The U.S. stopped making 90% silver dimes and quarters for circulation in 1964 — every 1965 and later dime and quarter is copper-nickel clad. The half dollar transitioned in two steps: 90% silver through 1964, then 40% silver from 1965 through 1970, then fully clad from 1971 onward.
The Coinage Act of 1965 was the legislative driver. Collector-only silver continues: 1976-S Bicentennial 40% silver quarters, halves, and dollars; and 1992-onward 90% silver dimes, quarters, and halves in U.S. Mint Silver Proof Sets.
What is the cutoff year for silver dimes and quarters?
Silver dimes and silver quarters both end at 1964 — every Roosevelt dime, Mercury dime, Washington quarter, and Standing Liberty quarter dated 1964 or earlier is 90% silver. Every dime and quarter dated 1965 or later is copper-nickel clad with zero silver, the only exception being S-mint proof set issues from 1992 onward.
Are any pennies silver?
No U.S. cent of any year, mint, or composition contains silver. The 1943 cent is often called a silver penny because it’s silver-colored, but it’s actually zinc-coated steel produced for one year only during World War II. Stick a magnet to a 1943 penny and it will jump — confirmation that it’s steel, not silver.
Are any nickels silver?
Yes, but only the 1942–1945 “war nickels,” which are 35% silver, 56% copper, and 9% manganese. Mid-World War II, the Mint replaced the standard copper-nickel five-cent alloy to free up nickel for armor plating.
Identify a war nickel by the large P, D, or S mintmark above the dome of Monticello on the reverse — the only U.S. coin design where the mintmark sits over the building. No other U.S. nickel from 1866 to today contains silver.
What’s the difference between 90% silver coins and 40% silver coins?
90% silver coins (90% silver, 10% copper) include the entire pre-1965 series of circulating U.S. dimes, quarters, half dollars, and silver dollars, plus 1992-onward S-mint Silver Proof Sets. 40% silver coins are limited to four specific issues: Kennedy half dollars dated 1965–1970; S-mint Eisenhower collector versions dated 1971-S through 1974-S; and the 1976-S Bicentennial quarter, half dollar, and Eisenhower dollar.
A 40% silver coin holds noticeably less silver than the same-denomination 90% version — a 40% Kennedy half contains 0.1479 troy oz of silver versus 0.3617 for a 90% version.
How do I know if my coin is silver without a scale?
The date is the fastest test for any U.S. circulating coin.
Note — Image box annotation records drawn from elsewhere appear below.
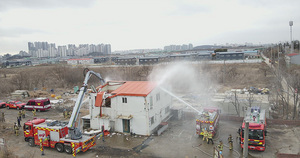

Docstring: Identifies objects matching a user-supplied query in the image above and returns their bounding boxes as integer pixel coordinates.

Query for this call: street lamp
[289,21,294,53]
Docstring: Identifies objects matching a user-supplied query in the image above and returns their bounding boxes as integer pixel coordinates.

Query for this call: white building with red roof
[83,81,172,135]
[67,58,94,65]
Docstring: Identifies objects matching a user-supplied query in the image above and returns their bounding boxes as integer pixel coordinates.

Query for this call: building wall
[90,88,172,135]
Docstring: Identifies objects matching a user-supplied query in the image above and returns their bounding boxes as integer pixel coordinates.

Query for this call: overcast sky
[0,0,300,55]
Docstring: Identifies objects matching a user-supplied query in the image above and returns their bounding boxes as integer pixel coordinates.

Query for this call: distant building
[67,58,94,65]
[94,57,109,64]
[216,52,245,60]
[138,57,159,65]
[57,46,67,57]
[243,50,260,59]
[2,60,32,67]
[286,53,300,65]
[115,57,137,65]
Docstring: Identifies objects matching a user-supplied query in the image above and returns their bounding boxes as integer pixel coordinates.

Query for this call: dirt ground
[0,105,300,158]
[0,64,300,158]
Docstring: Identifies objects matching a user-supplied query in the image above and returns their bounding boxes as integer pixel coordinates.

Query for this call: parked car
[6,101,26,110]
[24,98,51,111]
[0,100,6,108]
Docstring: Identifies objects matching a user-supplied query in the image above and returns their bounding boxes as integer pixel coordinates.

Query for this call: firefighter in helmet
[1,112,5,122]
[228,134,233,150]
[22,109,25,118]
[32,109,36,116]
[14,122,19,136]
[63,109,67,118]
[217,140,223,153]
[204,111,209,120]
[203,128,208,141]
[207,131,214,144]
[18,110,22,121]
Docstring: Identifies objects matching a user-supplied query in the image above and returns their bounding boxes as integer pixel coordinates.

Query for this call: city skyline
[0,0,300,55]
[28,42,111,58]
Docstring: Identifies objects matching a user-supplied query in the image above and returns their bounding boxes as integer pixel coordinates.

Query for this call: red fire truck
[196,107,221,136]
[23,119,95,154]
[23,70,104,155]
[239,107,267,151]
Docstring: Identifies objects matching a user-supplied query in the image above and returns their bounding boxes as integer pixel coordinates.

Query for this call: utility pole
[289,21,294,53]
[243,122,249,158]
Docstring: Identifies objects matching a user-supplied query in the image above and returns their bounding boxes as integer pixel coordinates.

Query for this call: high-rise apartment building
[57,46,67,57]
[28,42,111,58]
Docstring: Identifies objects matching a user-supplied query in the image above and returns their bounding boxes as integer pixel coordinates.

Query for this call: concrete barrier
[220,115,300,126]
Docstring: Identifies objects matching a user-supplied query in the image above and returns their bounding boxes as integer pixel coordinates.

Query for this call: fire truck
[238,107,267,151]
[23,70,104,154]
[196,107,221,136]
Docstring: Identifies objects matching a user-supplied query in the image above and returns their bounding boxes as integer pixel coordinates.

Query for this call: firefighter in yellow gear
[1,112,5,122]
[32,109,36,116]
[207,131,214,144]
[18,110,22,121]
[63,109,67,118]
[67,111,71,118]
[40,138,45,156]
[22,109,25,118]
[203,129,208,141]
[217,140,223,153]
[14,123,19,136]
[228,134,233,150]
[204,111,210,120]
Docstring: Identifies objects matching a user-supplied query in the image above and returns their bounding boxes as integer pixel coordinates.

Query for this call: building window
[150,96,153,109]
[156,93,160,101]
[165,106,170,114]
[122,97,127,103]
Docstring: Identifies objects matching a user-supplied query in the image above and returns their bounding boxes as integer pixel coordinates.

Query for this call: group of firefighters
[203,129,233,154]
[1,109,71,136]
[1,109,36,136]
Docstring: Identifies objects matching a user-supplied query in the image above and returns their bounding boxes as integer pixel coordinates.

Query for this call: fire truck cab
[23,119,95,154]
[196,107,221,136]
[238,107,267,151]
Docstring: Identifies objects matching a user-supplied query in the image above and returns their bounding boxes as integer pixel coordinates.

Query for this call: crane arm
[67,69,105,139]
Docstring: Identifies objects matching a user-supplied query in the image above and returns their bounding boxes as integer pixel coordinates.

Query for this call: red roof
[287,53,299,57]
[68,58,92,60]
[111,81,157,96]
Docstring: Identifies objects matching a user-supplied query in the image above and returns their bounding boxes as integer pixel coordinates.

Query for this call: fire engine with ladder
[196,107,221,136]
[238,107,267,151]
[23,69,105,155]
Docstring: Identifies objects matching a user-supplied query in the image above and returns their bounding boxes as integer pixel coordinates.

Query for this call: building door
[123,119,130,133]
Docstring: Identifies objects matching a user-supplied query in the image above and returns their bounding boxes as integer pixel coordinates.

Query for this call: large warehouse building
[83,81,172,135]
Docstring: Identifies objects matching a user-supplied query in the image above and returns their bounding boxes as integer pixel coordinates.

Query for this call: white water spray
[159,87,202,114]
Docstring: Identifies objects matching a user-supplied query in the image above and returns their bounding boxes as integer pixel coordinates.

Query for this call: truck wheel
[28,138,34,147]
[55,143,64,152]
[65,145,72,154]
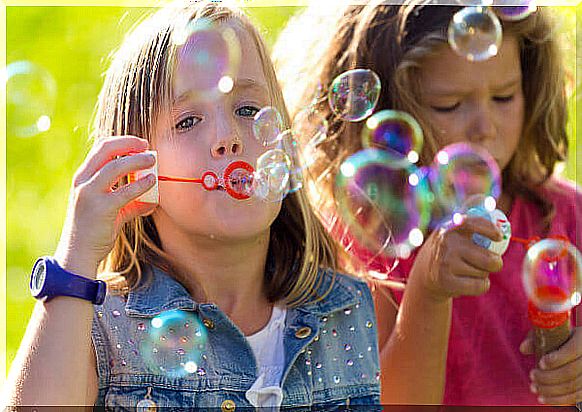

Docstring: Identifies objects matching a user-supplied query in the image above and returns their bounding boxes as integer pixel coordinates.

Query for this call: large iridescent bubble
[253,149,292,202]
[138,310,208,377]
[430,143,501,218]
[448,6,503,61]
[4,61,57,137]
[362,110,424,163]
[328,69,381,122]
[522,239,582,312]
[253,106,284,147]
[172,18,241,100]
[335,149,430,257]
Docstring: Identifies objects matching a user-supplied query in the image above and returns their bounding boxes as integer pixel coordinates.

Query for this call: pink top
[398,179,582,405]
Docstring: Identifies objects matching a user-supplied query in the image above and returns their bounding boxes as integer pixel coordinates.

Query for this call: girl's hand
[55,136,156,277]
[519,326,582,405]
[411,216,503,300]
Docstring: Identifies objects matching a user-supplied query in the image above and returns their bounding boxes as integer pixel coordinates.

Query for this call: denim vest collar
[125,266,361,317]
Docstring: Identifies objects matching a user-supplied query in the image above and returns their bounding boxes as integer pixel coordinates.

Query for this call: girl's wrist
[54,249,99,279]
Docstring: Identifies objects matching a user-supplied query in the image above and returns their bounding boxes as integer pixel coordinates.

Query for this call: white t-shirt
[246,306,287,408]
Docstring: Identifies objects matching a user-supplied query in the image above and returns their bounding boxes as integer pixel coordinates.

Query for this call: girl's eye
[235,106,260,117]
[176,116,202,132]
[493,94,513,103]
[431,103,461,113]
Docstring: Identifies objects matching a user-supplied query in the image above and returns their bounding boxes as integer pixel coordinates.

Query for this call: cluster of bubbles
[447,0,537,61]
[138,310,208,377]
[522,239,582,312]
[3,61,57,137]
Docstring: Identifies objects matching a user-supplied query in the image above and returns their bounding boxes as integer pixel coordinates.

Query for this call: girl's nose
[468,107,497,143]
[210,137,243,158]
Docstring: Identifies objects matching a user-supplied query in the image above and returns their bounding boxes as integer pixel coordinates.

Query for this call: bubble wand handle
[524,236,581,361]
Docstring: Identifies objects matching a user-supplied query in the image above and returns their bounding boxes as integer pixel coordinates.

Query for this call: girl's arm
[6,136,155,405]
[378,218,502,404]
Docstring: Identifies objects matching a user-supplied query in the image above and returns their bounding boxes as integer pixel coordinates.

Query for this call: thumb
[519,331,534,355]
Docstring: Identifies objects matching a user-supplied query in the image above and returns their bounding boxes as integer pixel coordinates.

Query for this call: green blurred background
[6,6,582,374]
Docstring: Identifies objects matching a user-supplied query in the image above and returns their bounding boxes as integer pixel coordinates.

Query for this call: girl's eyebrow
[426,76,521,97]
[234,78,269,95]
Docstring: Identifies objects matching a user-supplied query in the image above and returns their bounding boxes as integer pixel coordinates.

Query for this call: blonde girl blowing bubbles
[8,1,380,410]
[274,1,582,405]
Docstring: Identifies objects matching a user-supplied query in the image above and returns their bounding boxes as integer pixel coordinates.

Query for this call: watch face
[30,260,46,295]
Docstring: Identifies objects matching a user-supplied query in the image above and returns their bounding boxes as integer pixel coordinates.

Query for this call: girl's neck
[497,192,513,215]
[158,216,273,335]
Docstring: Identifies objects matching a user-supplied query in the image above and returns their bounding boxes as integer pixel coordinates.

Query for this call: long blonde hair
[92,1,336,305]
[273,0,568,274]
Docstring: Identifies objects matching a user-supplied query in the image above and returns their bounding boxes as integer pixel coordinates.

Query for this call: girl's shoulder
[541,176,582,205]
[299,268,374,316]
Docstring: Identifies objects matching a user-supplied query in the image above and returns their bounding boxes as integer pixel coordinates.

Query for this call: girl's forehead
[172,18,267,98]
[421,36,521,89]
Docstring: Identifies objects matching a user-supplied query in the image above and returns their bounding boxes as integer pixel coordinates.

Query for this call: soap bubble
[430,143,501,218]
[448,6,503,61]
[522,239,582,312]
[253,106,283,147]
[278,130,303,193]
[335,149,430,257]
[139,310,208,378]
[253,149,292,202]
[328,69,381,122]
[291,107,329,150]
[172,18,241,100]
[362,110,423,163]
[4,61,57,137]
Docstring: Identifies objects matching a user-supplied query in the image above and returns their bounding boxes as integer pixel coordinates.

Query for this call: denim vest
[92,267,380,411]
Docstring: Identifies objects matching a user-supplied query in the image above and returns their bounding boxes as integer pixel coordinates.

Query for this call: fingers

If a dime, quarter, or half dollar is dated 1964 or earlier, it’s 90% silver; if a half is dated 1965 through 1970, it’s 40% silver; if a nickel is dated 1942 through 1945 and has the large mintmark above Monticello, it’s a 35% silver war nickel.
As a second check with no tools, hold the coin on edge — a solid silver-gray rim is silver; a clear copper stripe down the middle of the edge is clad. As a third, drop the coin on a hard surface: silver rings; clad thuds.